Item 7.01 — Regulation FD Disclosure.
On July 24, 2024, T-Mobile US, Inc. (“T-Mobile”) and KKR & Co. Inc. (“KKR”) issued a joint press release announcing that they have entered into a definitive agreement to establish a joint venture (the “JV”) to acquire Metronet Holdings, LLC and certain of its affiliates (collectively, “Metronet”), including Metronet’s broadband infrastructure, residential fiber business operations and existing customers. As part of the transaction, the JV will also acquire Oak Hill Capital’s existing stake. Oak Hill Capital will re-invest to retain a minority position and founder John Cinelli will also retain a minority position in the business following close of the transaction. In connection with the completion of the transaction, T-Mobile and the JV will enter into an Asset Purchase Agreement, pursuant to which, among other things, T-Mobile will acquire Metronet’s residential fiber retail operations and customers, and a Fiber-to-the-Premises Master Framework Agreement, pursuant to which, among other things, T-Mobile will purchase wholesale fiber services from Metronet and become the exclusive seller of Metronet’s residential fiber services. T-Mobile will market and sell such services under the T-Mobile brand. A copy of the joint press release is furnished as Exhibit 99.1 hereto and is incorporated by reference herein.

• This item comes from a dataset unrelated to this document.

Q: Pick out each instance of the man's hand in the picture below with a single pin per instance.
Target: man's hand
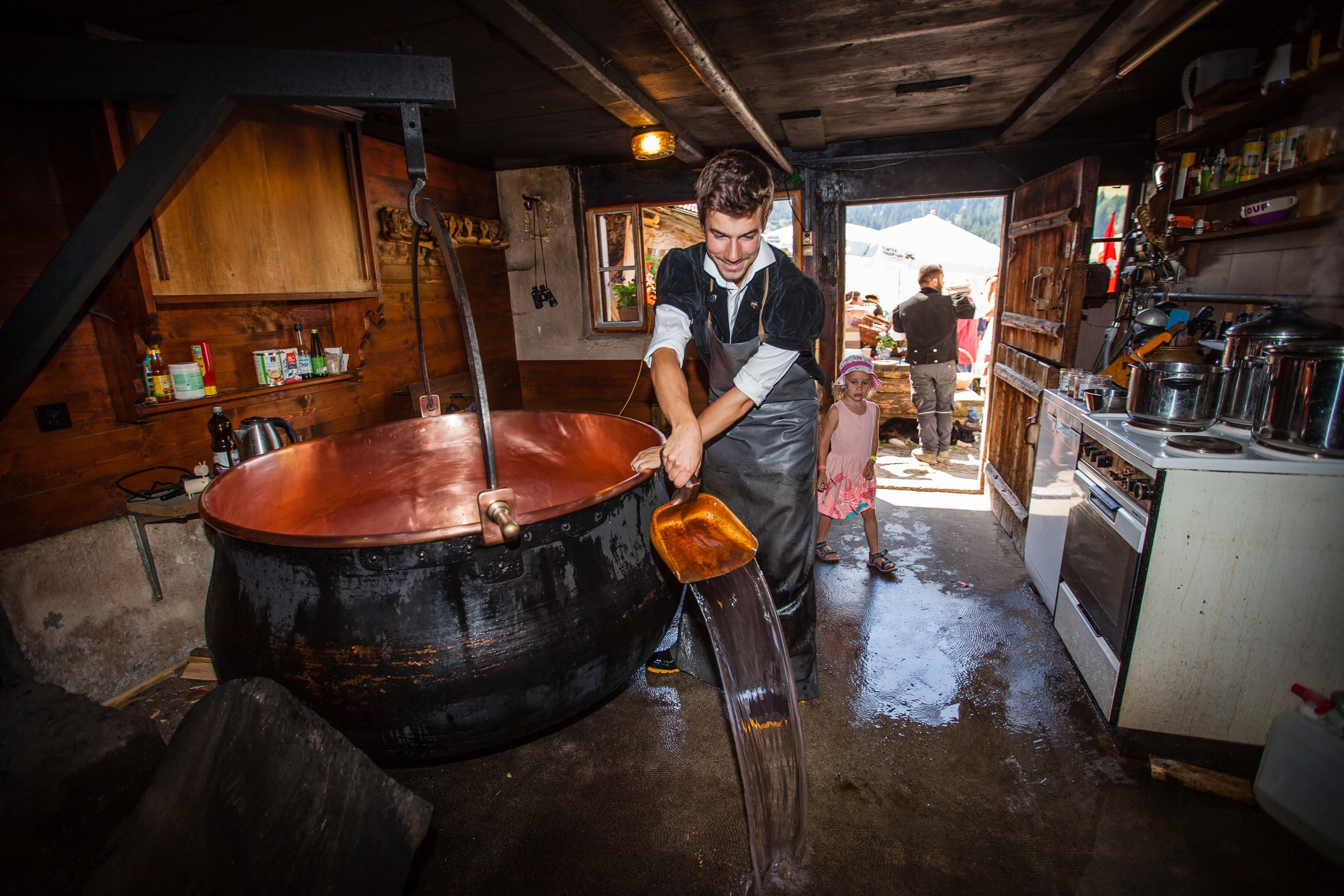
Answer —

The transaction is expected to close in 2025, subject to customary closing conditions and regulatory approvals. T-Mobile expects to invest approximately $4.9 billion to acquire a 50% equity stake in the JV at the closing and, pursuant to the Asset Purchase Agreement, 100% of Metronet’s residential fiber retail operations and customers, as well as funding of the JV. The JV is expected to be self-funding on a go-forward basis, and T-Mobile does not anticipate contributing any additional future capital to the JV following the closing to support the current business plan to reach an aggregate of approximately 6.5 million homes passed by the end of 2030.
The operating agreement of the JV will provide that from the fourth to the seventh anniversary of the closing, T-Mobile will have an option to purchase a number of newly issued units of the JV to reach 50.01% ownership in the JV, subject to the terms and conditions contained therein. In addition, from the fifth (or in certain circumstances the fourth) to the seventh anniversary of the closing, T-Mobile will have an option to purchase KKR’s interest in the JV at fair market value at the time of exercising such option, subject to certain specified guaranteed minimum and maximum internal rates of return and other terms and conditions (the “Completion Call”).